# Dual voltage AVR source in USA



## Mikeythai (Aug 23, 2010)

Looking for a good source (or two) for dual voltage AVR receivers in the US. Or, alternatively, are there any decent $400-$500 models that sell as dual voltage everywhere?


----------



## bambino (Feb 21, 2010)

I know of Amps that can run in either or but havent heard of any AVR's that do so.:dontknow:


----------



## Mikeythai (Aug 23, 2010)

You may well be right. But..my Pioneer somethingsomething 517 HTIB AVR has a switch at the back. You can just switch between 120 and 240.

I actually don't really need dual voltage. I just need to buy a 220V AVR in the USA.


----------



## bambino (Feb 21, 2010)

Yeah, i'm at a loss for ya there. I've only heard of them running in 110 here in the USA.:dontknow:


----------



## Anthony (Oct 5, 2006)

Check the specs carefully on a lot of the receivers.

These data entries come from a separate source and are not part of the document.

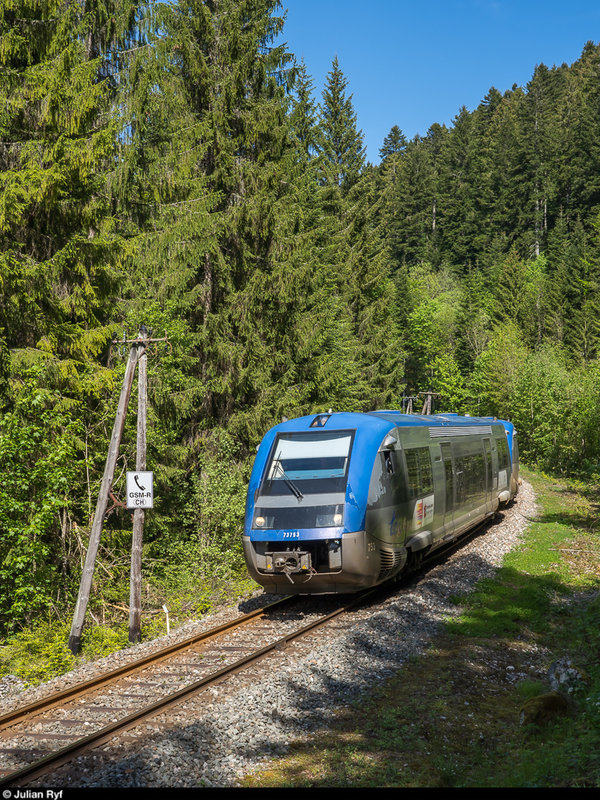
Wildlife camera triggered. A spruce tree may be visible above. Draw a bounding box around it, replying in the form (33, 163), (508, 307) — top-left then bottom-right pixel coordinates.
(382, 124), (448, 269)
(481, 86), (524, 255)
(289, 58), (319, 158)
(316, 56), (366, 193)
(516, 63), (564, 257)
(341, 169), (404, 408)
(0, 0), (142, 384)
(558, 43), (600, 231)
(121, 1), (368, 451)
(0, 0), (148, 630)
(379, 124), (407, 163)
(435, 105), (481, 270)
(376, 124), (408, 269)
(562, 220), (600, 364)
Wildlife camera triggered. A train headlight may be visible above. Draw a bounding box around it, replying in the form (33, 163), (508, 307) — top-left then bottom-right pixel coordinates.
(333, 513), (343, 526)
(255, 516), (265, 527)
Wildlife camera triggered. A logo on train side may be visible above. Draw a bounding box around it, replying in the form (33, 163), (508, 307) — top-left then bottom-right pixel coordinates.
(413, 494), (434, 528)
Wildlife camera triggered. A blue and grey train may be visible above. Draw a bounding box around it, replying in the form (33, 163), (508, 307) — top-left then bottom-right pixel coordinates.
(243, 411), (519, 594)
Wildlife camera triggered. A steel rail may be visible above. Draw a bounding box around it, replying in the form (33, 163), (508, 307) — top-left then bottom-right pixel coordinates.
(1, 588), (378, 788)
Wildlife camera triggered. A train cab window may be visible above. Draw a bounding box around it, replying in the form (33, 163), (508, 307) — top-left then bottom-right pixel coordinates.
(260, 430), (354, 497)
(383, 450), (395, 475)
(405, 447), (434, 499)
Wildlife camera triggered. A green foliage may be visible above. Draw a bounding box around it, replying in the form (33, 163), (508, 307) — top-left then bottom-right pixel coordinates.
(468, 320), (528, 417)
(510, 347), (579, 470)
(0, 0), (133, 362)
(0, 369), (84, 632)
(400, 262), (460, 395)
(78, 623), (131, 661)
(150, 537), (254, 614)
(429, 352), (466, 413)
(182, 429), (248, 559)
(574, 359), (600, 474)
(0, 621), (76, 685)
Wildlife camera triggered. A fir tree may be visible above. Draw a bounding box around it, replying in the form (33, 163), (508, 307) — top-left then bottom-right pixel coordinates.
(121, 1), (367, 450)
(517, 63), (563, 257)
(435, 105), (480, 270)
(385, 125), (447, 269)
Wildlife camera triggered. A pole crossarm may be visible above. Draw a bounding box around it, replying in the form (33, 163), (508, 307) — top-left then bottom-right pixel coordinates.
(113, 336), (168, 344)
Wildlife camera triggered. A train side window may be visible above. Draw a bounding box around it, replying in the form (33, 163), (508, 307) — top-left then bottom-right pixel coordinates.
(467, 452), (485, 498)
(418, 448), (434, 495)
(498, 436), (510, 470)
(455, 456), (466, 504)
(405, 449), (420, 498)
(405, 447), (433, 498)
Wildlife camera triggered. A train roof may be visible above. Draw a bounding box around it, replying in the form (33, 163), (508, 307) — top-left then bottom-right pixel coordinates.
(268, 410), (511, 436)
(370, 411), (513, 430)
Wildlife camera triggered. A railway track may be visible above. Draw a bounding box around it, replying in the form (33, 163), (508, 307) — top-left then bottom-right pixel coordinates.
(0, 512), (500, 788)
(0, 590), (378, 787)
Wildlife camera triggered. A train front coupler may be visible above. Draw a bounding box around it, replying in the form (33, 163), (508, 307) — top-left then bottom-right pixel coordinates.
(267, 548), (313, 582)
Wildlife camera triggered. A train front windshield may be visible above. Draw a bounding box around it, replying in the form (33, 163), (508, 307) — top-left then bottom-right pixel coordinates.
(253, 430), (354, 530)
(262, 431), (353, 495)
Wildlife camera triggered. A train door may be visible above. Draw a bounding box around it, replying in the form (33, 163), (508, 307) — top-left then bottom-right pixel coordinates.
(483, 438), (493, 508)
(441, 442), (454, 529)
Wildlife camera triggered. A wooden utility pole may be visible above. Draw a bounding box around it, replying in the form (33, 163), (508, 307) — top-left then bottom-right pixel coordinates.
(402, 395), (418, 414)
(420, 390), (439, 415)
(129, 329), (147, 643)
(68, 327), (168, 655)
(68, 341), (139, 655)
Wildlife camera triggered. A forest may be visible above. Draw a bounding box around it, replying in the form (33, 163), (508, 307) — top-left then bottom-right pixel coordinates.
(1, 1), (600, 642)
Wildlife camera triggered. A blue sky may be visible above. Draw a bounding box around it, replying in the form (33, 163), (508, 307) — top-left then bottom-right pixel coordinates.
(278, 0), (600, 163)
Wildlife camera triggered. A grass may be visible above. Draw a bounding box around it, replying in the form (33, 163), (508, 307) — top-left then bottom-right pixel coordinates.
(241, 466), (600, 788)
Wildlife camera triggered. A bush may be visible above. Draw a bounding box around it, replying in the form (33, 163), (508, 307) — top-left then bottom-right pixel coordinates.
(0, 621), (75, 685)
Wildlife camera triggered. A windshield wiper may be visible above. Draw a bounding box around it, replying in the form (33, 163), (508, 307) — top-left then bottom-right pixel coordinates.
(272, 454), (304, 500)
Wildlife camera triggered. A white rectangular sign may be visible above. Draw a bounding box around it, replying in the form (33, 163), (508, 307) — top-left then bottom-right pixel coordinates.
(126, 471), (154, 509)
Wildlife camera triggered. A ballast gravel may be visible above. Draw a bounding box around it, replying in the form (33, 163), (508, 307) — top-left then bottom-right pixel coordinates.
(6, 481), (539, 788)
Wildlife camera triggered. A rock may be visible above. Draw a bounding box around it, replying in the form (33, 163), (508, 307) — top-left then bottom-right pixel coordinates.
(519, 692), (571, 727)
(547, 658), (588, 694)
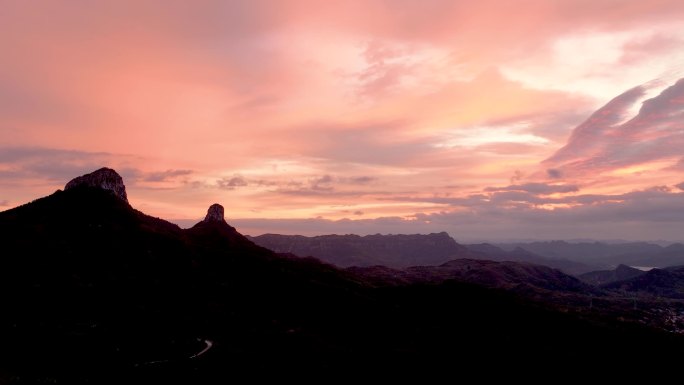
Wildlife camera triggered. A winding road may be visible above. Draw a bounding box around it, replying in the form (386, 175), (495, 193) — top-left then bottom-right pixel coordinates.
(189, 339), (213, 359)
(136, 338), (214, 367)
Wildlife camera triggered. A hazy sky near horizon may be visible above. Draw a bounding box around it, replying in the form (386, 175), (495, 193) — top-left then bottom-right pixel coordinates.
(2, 0), (684, 241)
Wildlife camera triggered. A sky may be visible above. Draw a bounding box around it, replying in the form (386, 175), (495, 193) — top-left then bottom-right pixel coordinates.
(2, 0), (684, 241)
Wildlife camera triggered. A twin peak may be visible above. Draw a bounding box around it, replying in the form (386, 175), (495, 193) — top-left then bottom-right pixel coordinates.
(65, 167), (226, 223)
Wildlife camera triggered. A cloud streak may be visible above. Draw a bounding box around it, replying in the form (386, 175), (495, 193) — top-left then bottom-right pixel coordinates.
(484, 183), (579, 195)
(143, 169), (193, 182)
(544, 78), (684, 177)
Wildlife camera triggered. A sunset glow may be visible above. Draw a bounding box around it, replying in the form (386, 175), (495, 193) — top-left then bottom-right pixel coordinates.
(3, 0), (684, 240)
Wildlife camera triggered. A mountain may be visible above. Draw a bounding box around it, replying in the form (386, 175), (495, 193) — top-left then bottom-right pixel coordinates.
(0, 168), (363, 382)
(495, 240), (684, 269)
(496, 240), (663, 263)
(465, 243), (599, 275)
(0, 170), (194, 382)
(578, 264), (646, 286)
(249, 233), (598, 274)
(248, 232), (473, 268)
(599, 243), (684, 268)
(603, 266), (684, 299)
(2, 168), (684, 382)
(349, 258), (596, 295)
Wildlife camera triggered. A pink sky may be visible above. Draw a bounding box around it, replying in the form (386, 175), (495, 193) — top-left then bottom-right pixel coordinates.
(2, 0), (684, 241)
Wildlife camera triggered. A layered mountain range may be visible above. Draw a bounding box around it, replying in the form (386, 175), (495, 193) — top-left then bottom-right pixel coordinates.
(249, 233), (596, 274)
(251, 234), (684, 273)
(1, 168), (684, 383)
(497, 240), (684, 268)
(247, 232), (471, 268)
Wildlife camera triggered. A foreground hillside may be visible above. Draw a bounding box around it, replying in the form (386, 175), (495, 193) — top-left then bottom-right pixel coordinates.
(1, 168), (683, 382)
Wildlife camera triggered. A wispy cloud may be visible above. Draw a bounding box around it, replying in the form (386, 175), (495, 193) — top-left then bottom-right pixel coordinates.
(484, 183), (579, 195)
(0, 146), (125, 183)
(143, 169), (193, 182)
(344, 176), (377, 184)
(544, 78), (684, 177)
(217, 175), (249, 190)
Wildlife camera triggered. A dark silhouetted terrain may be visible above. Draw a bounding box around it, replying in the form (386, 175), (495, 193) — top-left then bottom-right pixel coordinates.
(2, 169), (684, 383)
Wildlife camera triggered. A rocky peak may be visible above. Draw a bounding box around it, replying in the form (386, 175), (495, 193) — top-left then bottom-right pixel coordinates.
(65, 167), (128, 203)
(204, 203), (225, 223)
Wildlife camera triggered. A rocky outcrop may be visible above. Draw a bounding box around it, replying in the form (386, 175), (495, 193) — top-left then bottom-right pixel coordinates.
(65, 167), (128, 203)
(204, 203), (225, 223)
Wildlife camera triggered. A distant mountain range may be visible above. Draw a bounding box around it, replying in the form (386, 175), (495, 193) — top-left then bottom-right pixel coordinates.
(250, 235), (684, 274)
(2, 168), (684, 382)
(602, 266), (684, 299)
(497, 240), (684, 268)
(249, 233), (598, 274)
(247, 232), (472, 268)
(464, 243), (597, 274)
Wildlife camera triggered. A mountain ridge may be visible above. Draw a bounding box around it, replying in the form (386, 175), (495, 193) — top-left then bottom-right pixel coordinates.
(2, 168), (684, 381)
(248, 231), (473, 268)
(249, 233), (599, 274)
(578, 264), (646, 286)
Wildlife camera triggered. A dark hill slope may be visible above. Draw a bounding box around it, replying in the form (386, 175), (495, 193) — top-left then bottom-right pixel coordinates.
(0, 176), (368, 382)
(0, 187), (195, 380)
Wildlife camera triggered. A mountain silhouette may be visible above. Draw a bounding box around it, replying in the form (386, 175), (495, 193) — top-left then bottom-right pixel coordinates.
(349, 258), (596, 294)
(1, 168), (683, 382)
(0, 168), (361, 382)
(497, 240), (684, 269)
(603, 266), (684, 298)
(465, 243), (598, 274)
(579, 264), (646, 286)
(248, 232), (473, 267)
(249, 233), (599, 274)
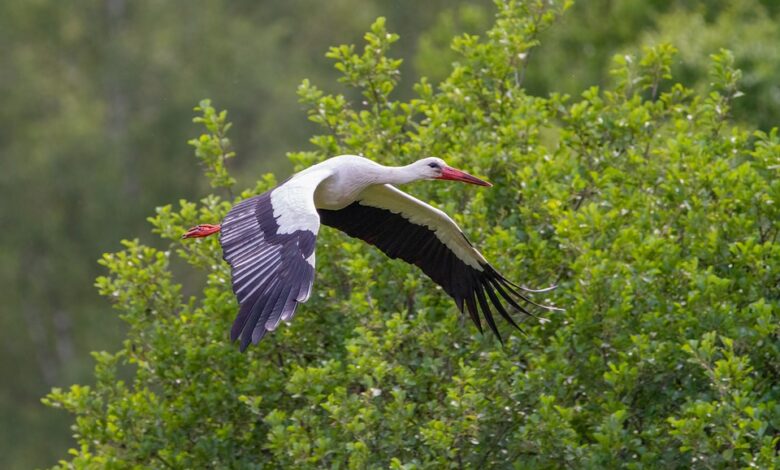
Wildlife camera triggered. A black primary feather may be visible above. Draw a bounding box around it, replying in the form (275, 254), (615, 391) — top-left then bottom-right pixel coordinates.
(318, 202), (546, 341)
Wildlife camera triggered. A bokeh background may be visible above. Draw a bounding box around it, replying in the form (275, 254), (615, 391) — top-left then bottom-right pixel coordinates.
(1, 0), (778, 467)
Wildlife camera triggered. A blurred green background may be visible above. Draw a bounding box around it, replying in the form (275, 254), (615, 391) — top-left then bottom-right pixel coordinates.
(1, 0), (778, 467)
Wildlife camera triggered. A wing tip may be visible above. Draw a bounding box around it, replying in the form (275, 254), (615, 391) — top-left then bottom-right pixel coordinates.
(456, 265), (563, 342)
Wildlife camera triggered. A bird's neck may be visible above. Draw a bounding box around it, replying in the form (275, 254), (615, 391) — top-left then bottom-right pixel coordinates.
(376, 164), (421, 186)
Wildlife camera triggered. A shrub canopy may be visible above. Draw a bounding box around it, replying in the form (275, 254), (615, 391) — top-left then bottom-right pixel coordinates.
(46, 1), (778, 468)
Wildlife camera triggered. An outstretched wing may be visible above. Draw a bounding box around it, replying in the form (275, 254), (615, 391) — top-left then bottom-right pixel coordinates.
(220, 169), (331, 351)
(318, 184), (544, 342)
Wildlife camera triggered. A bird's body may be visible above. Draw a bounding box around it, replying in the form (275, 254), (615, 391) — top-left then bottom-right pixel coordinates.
(184, 155), (554, 351)
(311, 155), (384, 209)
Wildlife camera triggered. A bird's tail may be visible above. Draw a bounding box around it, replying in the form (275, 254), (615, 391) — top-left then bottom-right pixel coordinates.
(182, 224), (221, 239)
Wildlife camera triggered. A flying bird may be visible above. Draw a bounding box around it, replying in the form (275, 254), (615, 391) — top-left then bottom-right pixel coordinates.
(183, 155), (555, 351)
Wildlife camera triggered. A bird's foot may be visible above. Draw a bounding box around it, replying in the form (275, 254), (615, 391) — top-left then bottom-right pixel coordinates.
(182, 224), (221, 239)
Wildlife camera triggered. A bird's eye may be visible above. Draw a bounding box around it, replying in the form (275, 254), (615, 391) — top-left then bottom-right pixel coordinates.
(428, 162), (440, 169)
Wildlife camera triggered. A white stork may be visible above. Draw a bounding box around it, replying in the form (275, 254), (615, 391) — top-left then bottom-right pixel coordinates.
(183, 155), (555, 351)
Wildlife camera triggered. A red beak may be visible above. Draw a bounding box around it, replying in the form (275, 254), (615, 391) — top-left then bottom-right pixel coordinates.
(437, 166), (492, 187)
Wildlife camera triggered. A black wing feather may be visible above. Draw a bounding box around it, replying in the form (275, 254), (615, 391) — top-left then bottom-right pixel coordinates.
(220, 191), (316, 350)
(318, 202), (538, 340)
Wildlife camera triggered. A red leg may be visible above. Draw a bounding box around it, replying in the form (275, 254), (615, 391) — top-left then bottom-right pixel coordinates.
(182, 224), (222, 239)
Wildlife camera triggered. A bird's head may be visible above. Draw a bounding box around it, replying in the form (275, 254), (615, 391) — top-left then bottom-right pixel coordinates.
(415, 157), (492, 187)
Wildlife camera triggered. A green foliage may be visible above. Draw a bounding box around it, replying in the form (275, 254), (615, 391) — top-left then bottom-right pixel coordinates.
(640, 0), (780, 131)
(416, 0), (780, 131)
(189, 100), (237, 193)
(46, 2), (779, 468)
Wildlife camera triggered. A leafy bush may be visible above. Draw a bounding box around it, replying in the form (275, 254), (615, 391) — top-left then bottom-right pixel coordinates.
(45, 1), (778, 468)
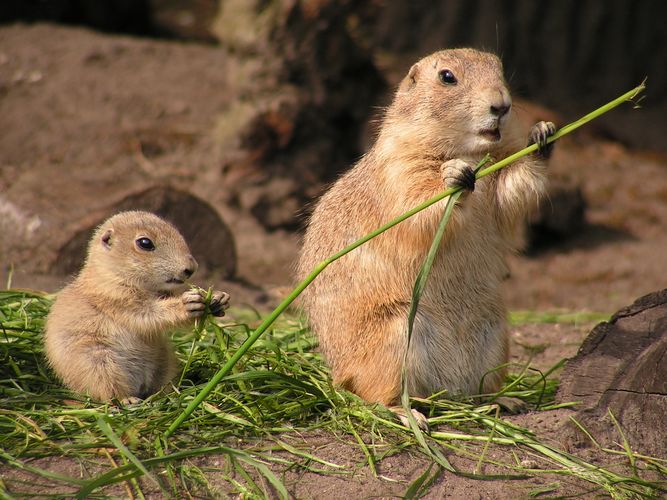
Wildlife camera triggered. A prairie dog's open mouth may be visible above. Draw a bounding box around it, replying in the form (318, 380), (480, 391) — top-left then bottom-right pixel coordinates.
(166, 278), (184, 285)
(479, 128), (501, 142)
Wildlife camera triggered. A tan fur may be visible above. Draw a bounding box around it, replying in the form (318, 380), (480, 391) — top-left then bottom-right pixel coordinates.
(298, 49), (550, 406)
(44, 211), (229, 402)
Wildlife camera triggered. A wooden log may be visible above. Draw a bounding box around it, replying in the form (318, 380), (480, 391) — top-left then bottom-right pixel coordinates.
(557, 289), (667, 457)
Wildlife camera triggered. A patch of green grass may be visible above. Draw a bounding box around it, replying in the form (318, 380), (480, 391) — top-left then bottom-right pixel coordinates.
(1, 290), (665, 499)
(509, 310), (611, 327)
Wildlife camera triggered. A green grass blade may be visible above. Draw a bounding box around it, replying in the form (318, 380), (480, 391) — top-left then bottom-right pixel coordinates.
(0, 451), (85, 486)
(93, 415), (162, 495)
(398, 190), (462, 471)
(234, 454), (289, 500)
(347, 417), (378, 476)
(404, 462), (437, 500)
(399, 157), (491, 473)
(274, 439), (345, 469)
(75, 445), (288, 498)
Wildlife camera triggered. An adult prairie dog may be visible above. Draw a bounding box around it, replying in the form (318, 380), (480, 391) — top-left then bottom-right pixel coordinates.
(44, 211), (230, 403)
(298, 48), (555, 416)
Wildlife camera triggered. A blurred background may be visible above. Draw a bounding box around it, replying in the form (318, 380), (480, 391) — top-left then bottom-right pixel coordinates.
(1, 0), (666, 311)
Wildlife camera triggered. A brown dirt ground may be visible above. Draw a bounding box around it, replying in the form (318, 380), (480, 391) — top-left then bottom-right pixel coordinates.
(1, 23), (666, 499)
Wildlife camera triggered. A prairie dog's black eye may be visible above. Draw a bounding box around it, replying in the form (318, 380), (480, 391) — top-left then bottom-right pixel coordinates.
(136, 237), (155, 251)
(438, 69), (457, 85)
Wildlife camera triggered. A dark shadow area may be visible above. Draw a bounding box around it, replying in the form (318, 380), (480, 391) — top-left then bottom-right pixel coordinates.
(0, 0), (219, 42)
(527, 222), (635, 256)
(0, 0), (154, 36)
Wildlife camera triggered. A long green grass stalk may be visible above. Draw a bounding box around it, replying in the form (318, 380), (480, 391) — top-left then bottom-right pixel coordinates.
(165, 81), (646, 437)
(475, 415), (660, 498)
(399, 156), (491, 447)
(95, 415), (162, 492)
(399, 184), (476, 473)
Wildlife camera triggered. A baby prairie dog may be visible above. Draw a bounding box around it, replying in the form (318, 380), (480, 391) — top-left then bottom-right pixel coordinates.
(44, 211), (230, 403)
(298, 49), (556, 417)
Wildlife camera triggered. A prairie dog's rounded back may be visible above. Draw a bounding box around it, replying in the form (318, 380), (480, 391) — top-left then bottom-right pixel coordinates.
(83, 210), (197, 296)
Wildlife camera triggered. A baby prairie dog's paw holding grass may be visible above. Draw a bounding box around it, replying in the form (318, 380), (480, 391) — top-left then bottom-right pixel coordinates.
(182, 289), (207, 318)
(209, 290), (231, 317)
(441, 159), (476, 193)
(186, 286), (231, 318)
(528, 121), (557, 158)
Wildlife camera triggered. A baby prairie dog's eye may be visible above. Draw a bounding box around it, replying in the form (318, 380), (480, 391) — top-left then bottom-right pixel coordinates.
(438, 69), (457, 85)
(136, 237), (155, 251)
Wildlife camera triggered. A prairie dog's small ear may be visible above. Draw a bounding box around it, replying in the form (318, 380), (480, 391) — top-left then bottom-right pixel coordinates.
(101, 229), (113, 250)
(398, 62), (420, 92)
(407, 62), (419, 83)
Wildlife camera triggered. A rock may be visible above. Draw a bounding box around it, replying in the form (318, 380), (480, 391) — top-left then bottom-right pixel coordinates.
(52, 186), (236, 278)
(557, 289), (667, 457)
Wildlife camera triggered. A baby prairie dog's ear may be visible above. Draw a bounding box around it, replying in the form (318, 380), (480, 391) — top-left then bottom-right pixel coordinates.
(101, 229), (114, 250)
(398, 62), (420, 93)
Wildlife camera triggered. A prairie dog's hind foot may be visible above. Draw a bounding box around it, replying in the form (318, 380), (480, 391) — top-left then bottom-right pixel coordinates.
(528, 121), (557, 158)
(492, 396), (527, 414)
(120, 396), (143, 406)
(441, 159), (476, 193)
(390, 406), (430, 432)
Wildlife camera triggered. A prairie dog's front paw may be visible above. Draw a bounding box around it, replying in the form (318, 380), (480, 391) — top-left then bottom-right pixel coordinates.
(528, 121), (557, 158)
(440, 159), (476, 192)
(209, 291), (231, 317)
(182, 289), (206, 318)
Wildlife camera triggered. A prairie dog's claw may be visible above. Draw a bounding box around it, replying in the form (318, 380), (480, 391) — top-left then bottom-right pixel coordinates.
(209, 291), (231, 317)
(528, 121), (557, 158)
(182, 289), (206, 318)
(120, 396), (143, 406)
(441, 159), (476, 192)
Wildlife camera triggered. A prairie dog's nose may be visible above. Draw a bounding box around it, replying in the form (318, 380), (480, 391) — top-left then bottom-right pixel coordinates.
(489, 88), (512, 118)
(490, 102), (511, 118)
(182, 255), (198, 279)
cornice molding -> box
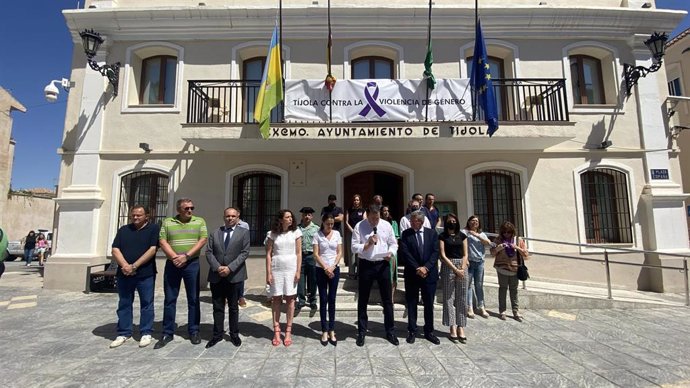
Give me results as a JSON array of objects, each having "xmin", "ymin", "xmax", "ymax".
[{"xmin": 63, "ymin": 6, "xmax": 685, "ymax": 42}]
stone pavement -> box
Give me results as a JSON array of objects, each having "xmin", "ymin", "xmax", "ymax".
[{"xmin": 2, "ymin": 270, "xmax": 690, "ymax": 387}]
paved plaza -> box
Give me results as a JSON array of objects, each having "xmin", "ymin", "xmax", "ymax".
[{"xmin": 2, "ymin": 266, "xmax": 690, "ymax": 387}]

Power supplies can sometimes take a wide range of input power, although I haven't looked for this in home audio/video equipment. You may have to physically examine the unit and read the label by the power cord to find this out.

Every computer I have bought in the last 5 years has had a 100V-250V input range, so all you need to change is the plug.

Good luck and let us know if you find anything.


----------



## recruit (May 9, 2009)

It will mostly be processors that are dual voltage but if you do find an AVR then please share the info with us as it would be good to know :T


----------